Fig 3 et 4. L'escalade par le lierre.
Le crochet d'escalade fixé à la jambe.

Mais présentons à nos lecteurs de nouveaux spécialistes. Sachant trop que les portes se défendent parfois avec succès contre les entreprises des "amis de la lune", certains cambrioleurs s'attaquent aux impostes. Ils prennent deux planches et les scient de la longueur voulue pour former un échafaudage rudimentaire semblable à celui que représente notre gravure n° 5. 



Fig 5. Le briseur d'impostes sur son échafaudage.

Au milieu de la nuit, ils disposent leur appareil et l'un d'eux, couché sur le dos, travaille à soulever le vitrage aménagé au-dessus de la porte. Après quoi, la maison est prise. Le forceur d'imposte ouvre l'huis à ses compagnons.


Le coup de la patère.

Quand la maison dont ils convoitent les richesses résiste à tous les assauts, à tous les outils perforants, c'est encore par l'acrobatie que mes confrères anglais triomphent de l'obstacle; C'est de l'art et du meilleur!
Ils profitent de quelque grand dîner offert par le maître de logis pour envoyer dans la forteresse un des leurs vêtu en domestique de bonne maison. Ce dernier se présente porteur d'une lettre à laquelle on doit répondre. Pendant que le valet de pied, après avoir ouvert la porte, va remettre la missive à son maître, le faux domestique introduit dans l'antichambre un gamin tenant sous son bras un manteau fort long et très large.
Le cambrioleur saisit l'enfant sous les aisselles, l'élève à hauteur d'une patère, lui ordonne de se tenir accroché à cet ornement d'antichambre, puis dispose sur lui d'une façon artistique le manteau apporté. Voyez la gravure n° 6! 
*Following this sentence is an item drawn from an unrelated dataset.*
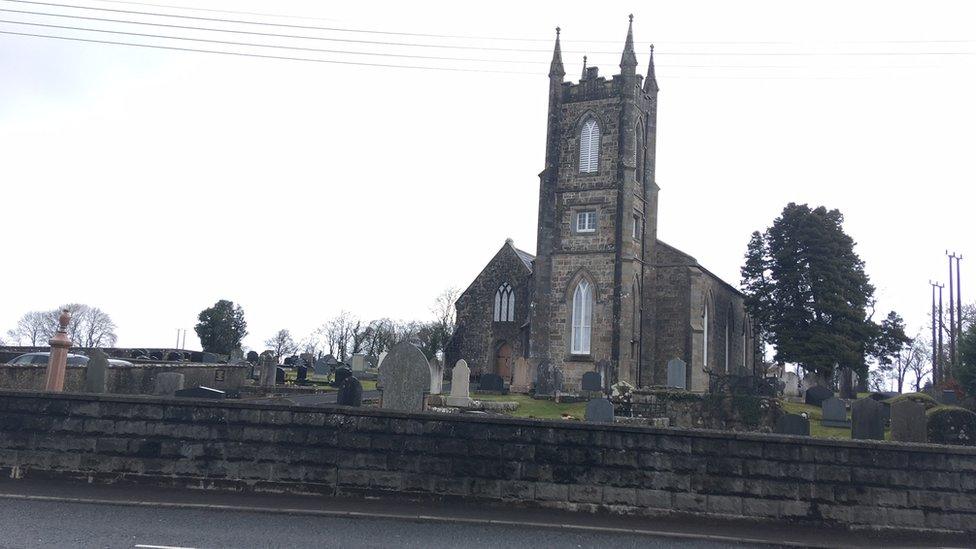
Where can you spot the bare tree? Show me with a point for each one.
(281, 344)
(32, 328)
Fig 6. Le jeune élève-cambrioleur, suspendu à une patère,
attend le moment d'ouvrir la porte.

Suspendue par les poignets, la brave petite canaille doit attendre le moment propice pour ouvrir la porte à toute la bande.
Imaginez l'inquiétude du gamin, ses efforts pour demeurer immobile sous le vêtement et aussi tout le travail de son petit cerveau pour choisir l'instant favorable à l'action. Il lui arrive de rester ainsi, cloué à sa patère, durant plusieurs minutes. C'est un véritable héros qui fait mauvais usage, si l'on en croit la morale sociale, de ses facultés. Quel homme!
Il faut dire aussi quelle patère!. En France nos accroche-manteau n'offriraient pas assez de résistance pour supporter le poids d'un gosse de dix ans!
J'avoue, toutefois, réprouver ce coup génial des cambrioleurs anglais. Ils laissent la mission le plus difficile à un pauvre petit garçonnet qui ne jouit pas toujours de son libre arbitre!

Dénoncés par l'électricité.

Autre truc de mes confrères londoniens! Certaines maisons, en Angleterre aussi bien qu'en France, sont ornées d'échelles en fer, dites de sauvetage, fixées dans la maçonnerie, extérieurement, le long des murs. Mais, par crainte des voleurs, le moins élevé de leurs échelons se trouve placé à trois ou quatre mètres du sol.
Pour atteindre ce premier degré, les cambrioleurs lancent des crampons en fer auxquels se trouvent fixés une échelle de corde, ainsi que le montre notre figure 8. 


Fig 8. Les crochets qui servent à atteindre l'échelle de fer.

Malheureusement pour eux, les échelles de fer se placent le plus souvent sous la garde de la grande fée moderne, l'Electricité. Dès qu'un homme met le pied sur l'un des échelons, la maison menacée s'éveille au tintement d'une dizaine de carillons. Les fenêtres s'ouvrent avec fracas. On crie: Au voleur! Et les grimpeurs se laissent choir sur le sol, en endommageant parfois leur individu. Au diable le progrès!


Pour ne pas être reconnu, ils portent un petit masque en toile noire.


Mon dimanche, revue populaire illustrée, 17 mai 1903.